I got to visit a French castle outside in the country side - darn clouds that kept on blocking the view and the sun. And I kept a firm grip on the person I found (part from the bride) that could speak Swedish and secretly wished I had slept with a Rosetta stone course running in my ears the last couple of weeks before the wedding so I could have made it past "Bonjour, ca va?".

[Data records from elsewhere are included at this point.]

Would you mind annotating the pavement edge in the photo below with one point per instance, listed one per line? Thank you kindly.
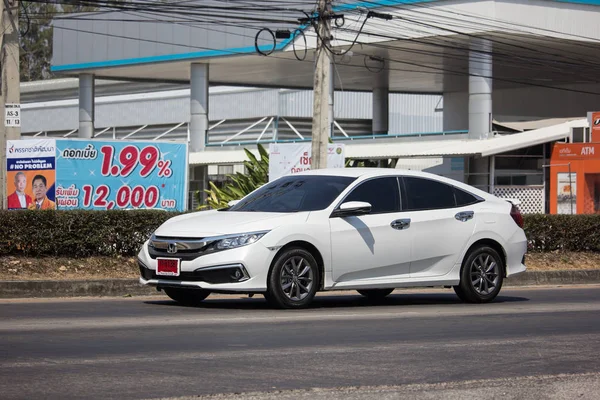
(132, 287)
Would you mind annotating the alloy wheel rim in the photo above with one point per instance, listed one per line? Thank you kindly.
(485, 274)
(296, 278)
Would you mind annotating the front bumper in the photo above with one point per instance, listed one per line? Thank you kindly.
(244, 269)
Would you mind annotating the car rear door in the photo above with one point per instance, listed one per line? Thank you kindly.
(376, 245)
(443, 219)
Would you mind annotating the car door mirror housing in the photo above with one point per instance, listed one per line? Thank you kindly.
(352, 208)
(233, 203)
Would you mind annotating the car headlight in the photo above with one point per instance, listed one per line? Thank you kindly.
(231, 242)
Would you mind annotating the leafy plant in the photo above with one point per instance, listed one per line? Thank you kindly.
(242, 184)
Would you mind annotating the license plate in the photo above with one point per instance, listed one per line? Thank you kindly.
(168, 266)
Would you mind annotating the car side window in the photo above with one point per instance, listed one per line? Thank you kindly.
(381, 193)
(427, 194)
(463, 198)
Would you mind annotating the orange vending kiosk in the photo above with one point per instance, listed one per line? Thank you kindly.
(575, 178)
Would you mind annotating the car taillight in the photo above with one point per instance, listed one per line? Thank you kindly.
(517, 217)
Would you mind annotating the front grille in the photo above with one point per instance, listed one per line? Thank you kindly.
(187, 249)
(215, 275)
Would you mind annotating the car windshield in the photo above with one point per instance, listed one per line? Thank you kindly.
(295, 193)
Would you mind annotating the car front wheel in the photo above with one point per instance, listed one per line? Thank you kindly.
(187, 297)
(481, 276)
(294, 279)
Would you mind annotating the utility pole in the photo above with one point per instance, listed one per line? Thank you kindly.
(321, 124)
(10, 83)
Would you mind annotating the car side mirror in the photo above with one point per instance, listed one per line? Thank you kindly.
(352, 208)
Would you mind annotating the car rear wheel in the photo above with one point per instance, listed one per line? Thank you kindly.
(294, 279)
(375, 294)
(187, 297)
(481, 276)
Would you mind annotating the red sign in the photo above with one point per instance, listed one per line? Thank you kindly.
(578, 151)
(168, 266)
(595, 127)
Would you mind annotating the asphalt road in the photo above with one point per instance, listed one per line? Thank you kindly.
(129, 348)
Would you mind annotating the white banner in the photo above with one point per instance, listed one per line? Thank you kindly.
(291, 158)
(29, 148)
(12, 115)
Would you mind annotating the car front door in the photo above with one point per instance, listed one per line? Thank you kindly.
(374, 246)
(443, 220)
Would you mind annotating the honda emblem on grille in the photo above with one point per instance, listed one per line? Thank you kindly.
(172, 248)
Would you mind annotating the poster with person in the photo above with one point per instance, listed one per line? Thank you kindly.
(67, 174)
(31, 174)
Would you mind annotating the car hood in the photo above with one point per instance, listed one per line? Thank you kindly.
(215, 223)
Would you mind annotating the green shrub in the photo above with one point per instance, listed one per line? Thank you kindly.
(563, 232)
(77, 233)
(121, 233)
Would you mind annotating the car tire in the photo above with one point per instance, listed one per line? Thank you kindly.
(375, 294)
(481, 276)
(293, 280)
(187, 297)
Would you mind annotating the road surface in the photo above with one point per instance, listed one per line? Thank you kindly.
(529, 340)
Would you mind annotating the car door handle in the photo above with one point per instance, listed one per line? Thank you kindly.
(464, 216)
(401, 224)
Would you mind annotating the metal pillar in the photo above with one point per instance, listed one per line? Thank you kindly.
(480, 89)
(455, 113)
(380, 110)
(86, 106)
(331, 99)
(198, 106)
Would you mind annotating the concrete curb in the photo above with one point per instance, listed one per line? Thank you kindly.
(104, 287)
(125, 287)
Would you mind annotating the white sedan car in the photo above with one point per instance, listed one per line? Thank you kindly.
(370, 230)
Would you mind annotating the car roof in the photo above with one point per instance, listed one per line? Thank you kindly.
(362, 172)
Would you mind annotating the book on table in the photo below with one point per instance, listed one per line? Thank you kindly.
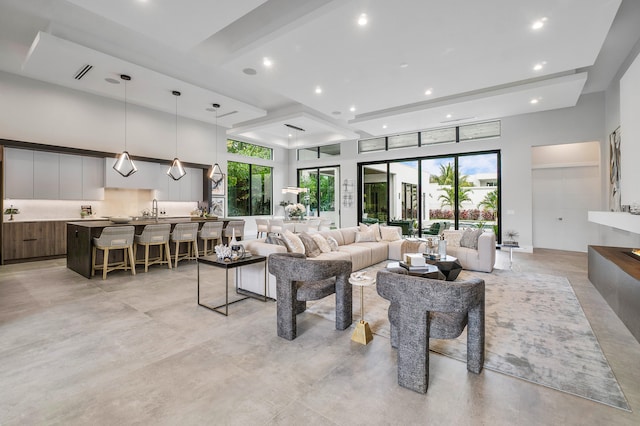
(425, 268)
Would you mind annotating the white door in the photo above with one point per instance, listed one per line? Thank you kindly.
(562, 196)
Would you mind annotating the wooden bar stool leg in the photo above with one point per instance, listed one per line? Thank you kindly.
(146, 257)
(167, 254)
(93, 261)
(105, 263)
(132, 259)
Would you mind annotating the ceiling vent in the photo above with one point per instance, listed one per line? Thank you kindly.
(228, 114)
(83, 71)
(291, 126)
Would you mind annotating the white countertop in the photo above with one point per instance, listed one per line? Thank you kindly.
(620, 220)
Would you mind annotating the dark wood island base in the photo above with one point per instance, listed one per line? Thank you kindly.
(80, 239)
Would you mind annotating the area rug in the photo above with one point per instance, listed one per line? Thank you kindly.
(535, 330)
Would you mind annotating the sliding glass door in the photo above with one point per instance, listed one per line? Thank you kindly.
(457, 191)
(323, 196)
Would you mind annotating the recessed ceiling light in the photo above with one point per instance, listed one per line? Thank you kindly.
(539, 65)
(539, 23)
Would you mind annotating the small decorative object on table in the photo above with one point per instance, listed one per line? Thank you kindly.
(223, 252)
(296, 211)
(511, 238)
(11, 211)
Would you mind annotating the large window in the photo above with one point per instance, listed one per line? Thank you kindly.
(461, 190)
(462, 133)
(249, 149)
(250, 189)
(323, 198)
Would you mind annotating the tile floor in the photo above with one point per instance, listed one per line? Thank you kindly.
(138, 350)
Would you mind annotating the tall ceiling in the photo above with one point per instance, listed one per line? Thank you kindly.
(414, 64)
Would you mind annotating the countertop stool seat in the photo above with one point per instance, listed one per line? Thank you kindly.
(153, 235)
(233, 228)
(185, 233)
(210, 231)
(114, 238)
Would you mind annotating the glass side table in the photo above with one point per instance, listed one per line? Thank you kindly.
(362, 334)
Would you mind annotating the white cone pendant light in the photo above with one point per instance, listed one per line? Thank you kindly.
(124, 164)
(216, 174)
(176, 171)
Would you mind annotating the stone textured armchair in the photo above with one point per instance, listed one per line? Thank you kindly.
(422, 308)
(299, 280)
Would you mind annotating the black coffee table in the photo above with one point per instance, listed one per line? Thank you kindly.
(429, 271)
(450, 266)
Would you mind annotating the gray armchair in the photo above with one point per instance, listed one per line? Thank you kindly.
(422, 308)
(299, 280)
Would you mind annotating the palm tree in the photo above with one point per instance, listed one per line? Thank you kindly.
(447, 176)
(490, 201)
(448, 198)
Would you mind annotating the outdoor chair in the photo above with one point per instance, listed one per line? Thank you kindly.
(423, 308)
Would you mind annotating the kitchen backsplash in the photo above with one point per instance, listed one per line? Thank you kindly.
(117, 202)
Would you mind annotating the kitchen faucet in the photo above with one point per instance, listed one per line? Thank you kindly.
(154, 209)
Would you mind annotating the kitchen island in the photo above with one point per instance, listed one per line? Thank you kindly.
(80, 236)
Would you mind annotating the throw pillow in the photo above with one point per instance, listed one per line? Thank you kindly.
(374, 227)
(390, 234)
(311, 248)
(322, 243)
(470, 237)
(274, 239)
(333, 243)
(294, 244)
(366, 236)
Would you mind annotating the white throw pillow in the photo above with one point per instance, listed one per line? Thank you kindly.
(390, 233)
(322, 243)
(375, 228)
(294, 243)
(366, 236)
(333, 243)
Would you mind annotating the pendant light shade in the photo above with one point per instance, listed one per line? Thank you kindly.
(216, 174)
(124, 164)
(176, 171)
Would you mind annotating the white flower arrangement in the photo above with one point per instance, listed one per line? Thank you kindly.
(296, 210)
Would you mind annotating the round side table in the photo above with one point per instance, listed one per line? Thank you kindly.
(362, 334)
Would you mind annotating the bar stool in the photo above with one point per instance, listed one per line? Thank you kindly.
(210, 231)
(114, 238)
(153, 235)
(233, 228)
(262, 227)
(185, 233)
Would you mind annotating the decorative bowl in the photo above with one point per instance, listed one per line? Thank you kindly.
(120, 219)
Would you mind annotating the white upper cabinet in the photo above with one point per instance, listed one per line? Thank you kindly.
(92, 178)
(71, 179)
(46, 175)
(43, 175)
(18, 174)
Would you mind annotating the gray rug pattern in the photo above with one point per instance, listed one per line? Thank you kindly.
(536, 330)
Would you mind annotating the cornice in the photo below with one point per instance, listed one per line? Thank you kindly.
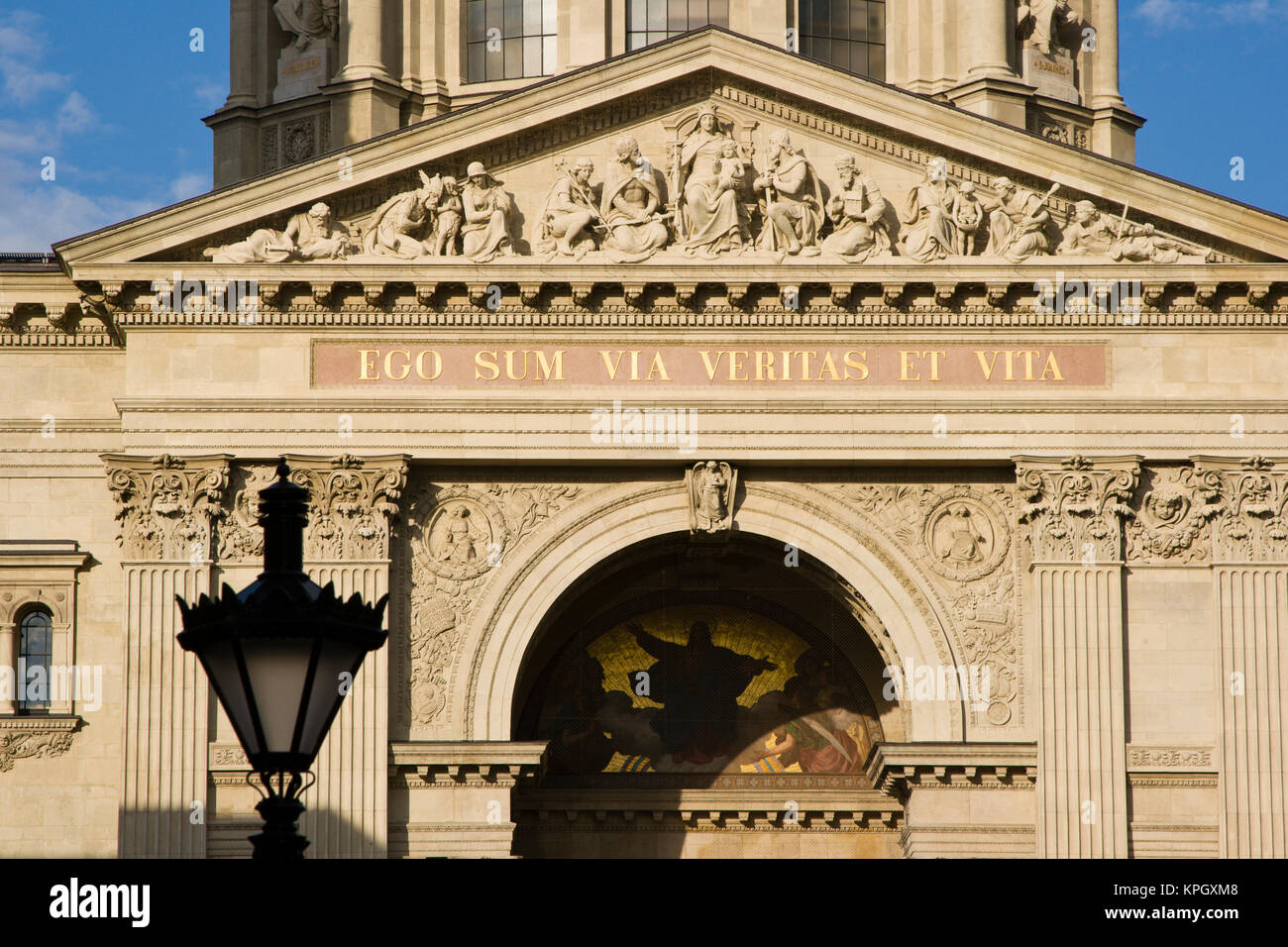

A few pictures from Toulouse: 








And the princess and her prince:

Thursday, July 01, 2010

Summer in Sweden - and in California

After a very busy spring I took off with the kids for a couple of very busy weeks in Sweden. Working and visiting isn't a good combination. You'll end up in a weird situation when friends and family assume you're "home" when in fact you're "away" - far from routines and practicalities,  The kids thinks they are "away" and me - I'm stuck in the middle. Four weeks run fast when you're trying to do everything - but we got it all done - Junibacken, Gröna Lund, Skansen, Old Town, eating ice cream in Kungsträdgården, fish herring, archipelago boat. And - we were lucky with the weather (only Swedes will get that part).

I came back to California a wreak - needing vacation from my vacation. ;-) The good thing about summer in California is that sun is guaranteed. No more packing a sweater and a rain coat "in case of" - you can pack away everything until October.

A few random pictures from Sweden this summer:

A real moose. Alive.

I'm I the only one who has this labyrinth at Skansen as a firm childhood memory?
The alien in me almost cried when I saw my kids run through it - 30 some years later.

Swedish strawberries and a Swedish Tant.